6. Summary and Conclusions

This study investigates the vehicle routing problem considering time windows, time-varying speeds, and customer satisfaction (VRP-TWTVS-CS), incorporating the selection of charging stations for electric vehicles. A DPCGA algorithm was developed to solve the resulting single-objective optimization. Several key findings were derived from the experiments:

• When using the same dataset as the VRPTW algorithm, the proposed DPCGA algorithm demonstrates excellent performance, finding better solutions with faster convergence times under the same conditions.
• By adopting an evaluation method based on customer satisfaction, the customer satisfaction in VRP-TWTVS-CS improved by an average of 3%, with a 15% reduction in convergence time, and better solutions were found in more complex scenarios. This indicates that in real-world environments, service quality and customer satisfaction can be effectively improved.
• The introduction of the charging station feature further enhances customer satisfaction and alleviates the time waste caused by charging for electric vehicles.

These findings prove the effectiveness of VRP-TWTVS-CS in achieving a balance between cost planning and customer satisfaction.

This paper presents a mathematical model for path planning that considers time windows, time-varying speeds, and customer satisfaction.
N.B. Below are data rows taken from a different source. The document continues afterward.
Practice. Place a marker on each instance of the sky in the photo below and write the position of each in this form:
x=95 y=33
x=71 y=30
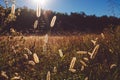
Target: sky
x=90 y=7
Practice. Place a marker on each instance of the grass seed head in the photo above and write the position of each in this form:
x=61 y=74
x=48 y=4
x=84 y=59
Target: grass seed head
x=48 y=76
x=3 y=74
x=36 y=58
x=31 y=63
x=38 y=12
x=94 y=52
x=60 y=53
x=35 y=24
x=83 y=63
x=53 y=21
x=112 y=66
x=72 y=70
x=13 y=9
x=72 y=63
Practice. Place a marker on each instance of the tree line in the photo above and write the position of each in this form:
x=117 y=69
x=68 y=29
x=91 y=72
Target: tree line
x=66 y=23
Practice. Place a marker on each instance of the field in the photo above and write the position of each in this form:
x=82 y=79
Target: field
x=80 y=57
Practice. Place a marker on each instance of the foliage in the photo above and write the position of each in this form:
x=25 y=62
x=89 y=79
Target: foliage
x=16 y=57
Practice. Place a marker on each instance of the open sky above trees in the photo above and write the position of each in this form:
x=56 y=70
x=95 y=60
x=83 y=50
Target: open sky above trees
x=90 y=7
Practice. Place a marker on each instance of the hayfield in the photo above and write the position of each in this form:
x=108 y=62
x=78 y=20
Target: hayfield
x=73 y=57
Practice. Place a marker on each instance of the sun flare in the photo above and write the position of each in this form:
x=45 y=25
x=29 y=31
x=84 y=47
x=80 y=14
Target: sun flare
x=42 y=2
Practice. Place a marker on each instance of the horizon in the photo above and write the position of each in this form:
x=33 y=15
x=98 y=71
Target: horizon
x=93 y=7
Due to the complexity of the problem, a DPCGA algorithm is designed, which introduces a dual-population collaborative development mechanism and uses a population selected by roulette wheel selection to assist in the development of the population selected by tournament selection, significantly improving computational efficiency and optimization results. Numerical experiments were conducted to verify the efficiency and effectiveness of the DPCGA algorithm, and the impact of the number of charging stations and vehicle range on customer satisfaction was analyzed.

Although this study has achieved some preliminary results, there are still some shortcomings due to the limitations of the research level that need to be addressed. Future research will focus on further optimizing algorithm performance, especially in efficiently and flexibly delivering goods under dynamic user demand. By quantifying the costs involved in the delivery process and considering real-time user needs, the overall system efficiency can be effectively improved. Furthermore, considering the balance between cost consumption and customer satisfaction, how to precisely control resource consumption during the delivery process will be an important future research task.